Kier, the lead programmer at vBulletin, learned PHP working on it. Previously he was a visual basic programmer (I think). I owe a LOT to vbulletin having learned from it, and I too wrote a template engine (me write a template engine, imagine that) that mimicked it. So trust me, stop.
vBulletin does templates from the database because it is a plug and play forum solution. It allows huge flexibility, but those templates have to be revisited almost any time there’s a code change, and BeyondCompare becomes your friend quickly when dealing with vb. :\
The main reason for the design choice is, once the system is installed the user doesn’t have to touch the files at all to effect a template change. But the effect is less than idea, and eval has a significant perform cost in that anything passing through it won’t be cached.
Anyway, what I learned after a long while is PHP is itself a template engine. There’s a reason the language allows for this.
<?php $var = "Hello" ?>
<html>
<body>
<?= $var ?>
</body>
</html>
(The <?= tag becomes standard as of PHP 5.4. Currently it is only available if short tags are enabled ).
The need to separate display logic from business logic is clear. That doesn’t mean display has no logic. Iterations over data collections, particularly if they are to be displayed tabular is a logic problem. But templating is not a huge problem. It’s small. Here’s a very basic template engine.
class Template extends ArrayObject {
protected $file = '';
public function __construct( $template ) {
parent::__construct();
$this->file = $template
}
public function __toString() {
extract ($this->getArrayCopy());
ob_start();
require($this->file);
return ob_get_clean();
}
}
How you would use this class.

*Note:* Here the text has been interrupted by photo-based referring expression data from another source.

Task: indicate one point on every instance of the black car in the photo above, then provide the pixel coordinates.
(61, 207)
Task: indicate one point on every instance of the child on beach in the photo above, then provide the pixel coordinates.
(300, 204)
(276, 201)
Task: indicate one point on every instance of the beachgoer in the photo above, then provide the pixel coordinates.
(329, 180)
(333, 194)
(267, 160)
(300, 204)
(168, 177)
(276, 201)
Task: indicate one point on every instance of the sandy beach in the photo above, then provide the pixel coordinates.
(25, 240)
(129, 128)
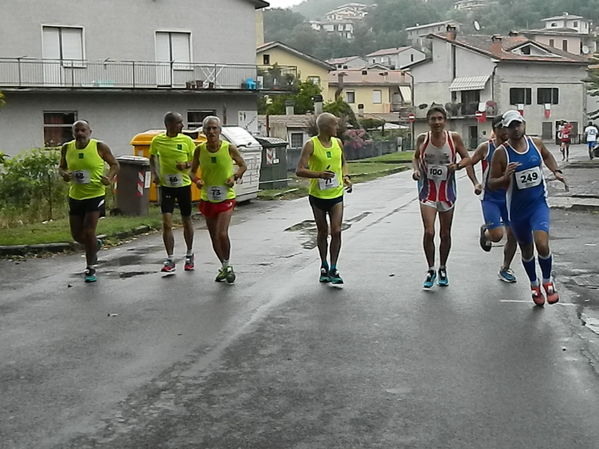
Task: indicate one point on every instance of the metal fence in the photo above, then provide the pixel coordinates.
(27, 72)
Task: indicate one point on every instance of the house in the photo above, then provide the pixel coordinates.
(309, 68)
(487, 75)
(371, 91)
(349, 62)
(65, 63)
(395, 58)
(417, 35)
(567, 32)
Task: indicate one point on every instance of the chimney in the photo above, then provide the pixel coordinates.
(317, 105)
(289, 107)
(452, 32)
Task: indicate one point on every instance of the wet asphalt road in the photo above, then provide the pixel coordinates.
(280, 361)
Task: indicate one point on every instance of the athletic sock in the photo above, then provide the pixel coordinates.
(546, 263)
(530, 267)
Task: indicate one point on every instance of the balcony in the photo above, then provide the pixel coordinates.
(18, 73)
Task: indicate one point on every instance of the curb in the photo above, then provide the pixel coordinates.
(24, 250)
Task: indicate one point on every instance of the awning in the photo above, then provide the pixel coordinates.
(469, 83)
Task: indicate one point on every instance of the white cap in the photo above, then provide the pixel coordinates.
(511, 116)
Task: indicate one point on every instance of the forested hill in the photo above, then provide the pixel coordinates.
(386, 23)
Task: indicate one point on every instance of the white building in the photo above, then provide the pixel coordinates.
(395, 58)
(122, 70)
(493, 74)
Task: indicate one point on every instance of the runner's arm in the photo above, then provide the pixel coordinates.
(302, 170)
(106, 154)
(63, 169)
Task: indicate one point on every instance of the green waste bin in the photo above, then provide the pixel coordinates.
(273, 169)
(133, 185)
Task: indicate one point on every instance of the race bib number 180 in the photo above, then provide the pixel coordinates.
(526, 179)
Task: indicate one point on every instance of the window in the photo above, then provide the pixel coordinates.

Well, first you’d start it and give it a template file.
$tmp = new Template( 'path/to/template/file.phtml');
I use the phtml extension for templates to distinguish them from non-template files.
Your business code feeds the template data as if it was an array - that’s the reason for extending ArrayObject.
$tmp['hello'] = 'Hello World';
Since the magic toString method was used the templates can nest.
$tmp['subtemplate'] = new Template('path/to/sub/template.phtml');
Extract allows the variables in this array to become local scope vars during the toString method. Here’s what the template file looks like
<html><body>
<?= $hello ?>
<?= $subtemplate ?>
</body></html>
When your code needs to evaluate the template, simply get the string value of the template. Any of these would work.
echo $tmp;
$evaledTemplate = (string) $tmp;
And there you have it. You can extrapolate from here. My own template system does more than this - result caching, resolving the path to templates, allowing users to make override template over system templates and so on, but this usage of extract() and output buffers lies at the heart of it all.